28 Mart 2011 Pazartesi

Yaşanan Yerlerin Temiz Tutulması

Kendilerini ve giyimlerini temiz tutan müslümanlar, aynı şekilde yaşadıkları ortamların düzenine de son derece titizlik gösterirler. Kuranda bu konuda verilen örneklerden birisi Hz. İbrahim ile ilgilidir. Allah Hz. İbrahime Kabeyi, orada ibadet edecek olan müminler için temiz tutmasını emretmiştir:
Hani Biz İbrahime Evin (Kabenin) yerini belirtip hazırladığımız zaman (şöyle emretmiştik:) Bana hiçbir şeyi ortak koşma, tavaf edenler, kıyam edenler, rükua ve sücuda varanlar için Evimi tertemiz tut. (Hac Suresi, 26)

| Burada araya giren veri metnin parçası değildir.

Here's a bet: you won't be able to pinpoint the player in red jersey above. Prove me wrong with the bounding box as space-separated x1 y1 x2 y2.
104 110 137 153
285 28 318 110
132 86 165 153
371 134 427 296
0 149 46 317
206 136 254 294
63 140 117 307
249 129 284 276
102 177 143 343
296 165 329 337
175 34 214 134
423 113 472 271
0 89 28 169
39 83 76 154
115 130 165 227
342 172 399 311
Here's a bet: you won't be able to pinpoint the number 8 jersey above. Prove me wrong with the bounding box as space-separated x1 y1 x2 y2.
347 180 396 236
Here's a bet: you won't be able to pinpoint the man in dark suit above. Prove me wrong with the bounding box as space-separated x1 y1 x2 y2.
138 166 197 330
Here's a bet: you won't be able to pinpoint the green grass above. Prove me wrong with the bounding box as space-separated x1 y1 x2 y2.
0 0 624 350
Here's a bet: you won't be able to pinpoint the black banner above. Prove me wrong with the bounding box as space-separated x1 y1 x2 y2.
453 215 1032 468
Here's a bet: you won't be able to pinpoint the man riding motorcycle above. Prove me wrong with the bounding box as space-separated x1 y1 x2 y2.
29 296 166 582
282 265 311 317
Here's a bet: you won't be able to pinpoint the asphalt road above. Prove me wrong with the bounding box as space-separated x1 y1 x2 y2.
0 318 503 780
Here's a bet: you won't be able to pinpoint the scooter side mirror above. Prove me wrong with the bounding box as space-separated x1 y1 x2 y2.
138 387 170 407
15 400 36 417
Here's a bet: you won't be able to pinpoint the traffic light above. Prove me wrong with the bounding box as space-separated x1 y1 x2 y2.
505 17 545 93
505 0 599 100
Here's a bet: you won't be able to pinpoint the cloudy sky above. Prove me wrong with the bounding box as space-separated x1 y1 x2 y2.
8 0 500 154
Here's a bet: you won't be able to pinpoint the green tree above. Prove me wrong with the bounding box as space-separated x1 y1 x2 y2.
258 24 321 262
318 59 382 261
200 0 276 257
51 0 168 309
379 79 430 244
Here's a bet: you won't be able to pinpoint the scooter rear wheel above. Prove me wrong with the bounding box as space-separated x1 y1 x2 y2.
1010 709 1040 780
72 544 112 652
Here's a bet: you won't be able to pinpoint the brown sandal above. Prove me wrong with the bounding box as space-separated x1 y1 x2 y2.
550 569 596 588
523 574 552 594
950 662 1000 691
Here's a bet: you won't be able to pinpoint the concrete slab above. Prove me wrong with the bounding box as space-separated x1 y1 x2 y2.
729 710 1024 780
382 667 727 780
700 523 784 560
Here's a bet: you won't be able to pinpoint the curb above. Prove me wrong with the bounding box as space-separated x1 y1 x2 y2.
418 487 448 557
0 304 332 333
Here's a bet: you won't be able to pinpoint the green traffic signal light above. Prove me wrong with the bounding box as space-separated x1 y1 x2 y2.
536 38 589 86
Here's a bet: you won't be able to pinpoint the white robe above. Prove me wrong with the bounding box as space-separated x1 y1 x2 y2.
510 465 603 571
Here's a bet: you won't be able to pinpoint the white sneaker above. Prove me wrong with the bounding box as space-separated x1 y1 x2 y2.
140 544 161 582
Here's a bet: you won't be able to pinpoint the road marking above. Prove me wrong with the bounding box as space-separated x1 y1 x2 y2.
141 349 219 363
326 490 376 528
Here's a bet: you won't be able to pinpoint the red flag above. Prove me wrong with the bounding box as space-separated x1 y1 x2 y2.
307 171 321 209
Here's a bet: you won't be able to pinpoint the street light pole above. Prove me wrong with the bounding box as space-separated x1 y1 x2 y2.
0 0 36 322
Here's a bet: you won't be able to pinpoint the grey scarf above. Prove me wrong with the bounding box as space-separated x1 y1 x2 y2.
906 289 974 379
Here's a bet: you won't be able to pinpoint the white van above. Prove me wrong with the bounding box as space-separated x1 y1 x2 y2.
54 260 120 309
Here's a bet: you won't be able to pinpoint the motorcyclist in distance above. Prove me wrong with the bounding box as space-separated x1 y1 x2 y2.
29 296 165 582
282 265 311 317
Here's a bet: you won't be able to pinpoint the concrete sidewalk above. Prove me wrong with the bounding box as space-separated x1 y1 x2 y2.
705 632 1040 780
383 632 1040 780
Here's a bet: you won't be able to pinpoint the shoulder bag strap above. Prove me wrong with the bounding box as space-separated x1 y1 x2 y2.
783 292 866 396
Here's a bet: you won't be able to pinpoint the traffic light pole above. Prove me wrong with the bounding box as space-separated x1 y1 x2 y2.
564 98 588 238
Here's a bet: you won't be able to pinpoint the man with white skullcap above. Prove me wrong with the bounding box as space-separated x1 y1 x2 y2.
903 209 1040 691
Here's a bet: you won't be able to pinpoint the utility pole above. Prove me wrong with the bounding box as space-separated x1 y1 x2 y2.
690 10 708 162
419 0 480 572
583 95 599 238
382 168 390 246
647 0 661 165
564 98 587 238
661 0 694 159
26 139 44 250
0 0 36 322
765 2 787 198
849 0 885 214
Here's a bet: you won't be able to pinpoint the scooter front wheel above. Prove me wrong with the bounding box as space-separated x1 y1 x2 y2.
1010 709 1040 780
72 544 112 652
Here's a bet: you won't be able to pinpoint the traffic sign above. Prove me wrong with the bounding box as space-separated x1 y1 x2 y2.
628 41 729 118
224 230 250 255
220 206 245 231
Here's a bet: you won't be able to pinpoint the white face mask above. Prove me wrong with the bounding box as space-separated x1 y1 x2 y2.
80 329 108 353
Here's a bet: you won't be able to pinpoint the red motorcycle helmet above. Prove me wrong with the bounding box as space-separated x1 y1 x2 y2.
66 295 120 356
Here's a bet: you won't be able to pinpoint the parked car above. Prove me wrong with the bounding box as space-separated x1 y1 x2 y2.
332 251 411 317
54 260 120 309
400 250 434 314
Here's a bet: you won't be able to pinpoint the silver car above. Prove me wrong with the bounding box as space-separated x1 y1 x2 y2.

Ayetin ifadesinden de anlaşıldığı gibi, Allah bu temizliğin öncelikle o mekanı kullanacak ve orada Allahın rızasını kazanmak amacıyla ibadet edecek olan kimseler için yapılmasını bildirmiştir. Bu nedenle Hz. İbrahimden sonra gelen tüm müminler de aynı onun uyguladığı gibi, Allahın bu buyruğu doğrultusunda, müminlerin yaşadığı mekanları temiz, estetik ve göze en hoş gelecek şekilde muhafaza etmelidirler.
Üstelik Kuranda bildirilen temizlik anlayışı cahiliye toplumlarında yaşanandan çok farklıdır. Allah müminlerin maddi ve manevi, her yönden tertemiz olmalarını ister. Yani müminlerin yaşadığı klasik anlamda bir temizlik değil, çok detaylı, ince ince düşünülerek yapılan bir temizliktir.
Kuranda cennet hayatına ilişkin olarak yapılan tasvirler de, müminler için bu konuda yol göstericidir. Cennet ortamı, dünyada karşılaşılan her türlü kirden arındırılmış, her detayın kusursuz bir düzen ve uyum içerisinde bulunduğu, güzelliklerle dolu, tertemiz bir mekan olarak anlatılır. İşte müminler de bu tasvirler doğrultusunda, dünya şartlarında sahip oldukları imkanlarla cenneti andıracak mükemmellikte ortamlar oluşturmak için çaba harcarlar. Bu çaba, müminlerin cennete olan özlemlerinden kaynaklanır.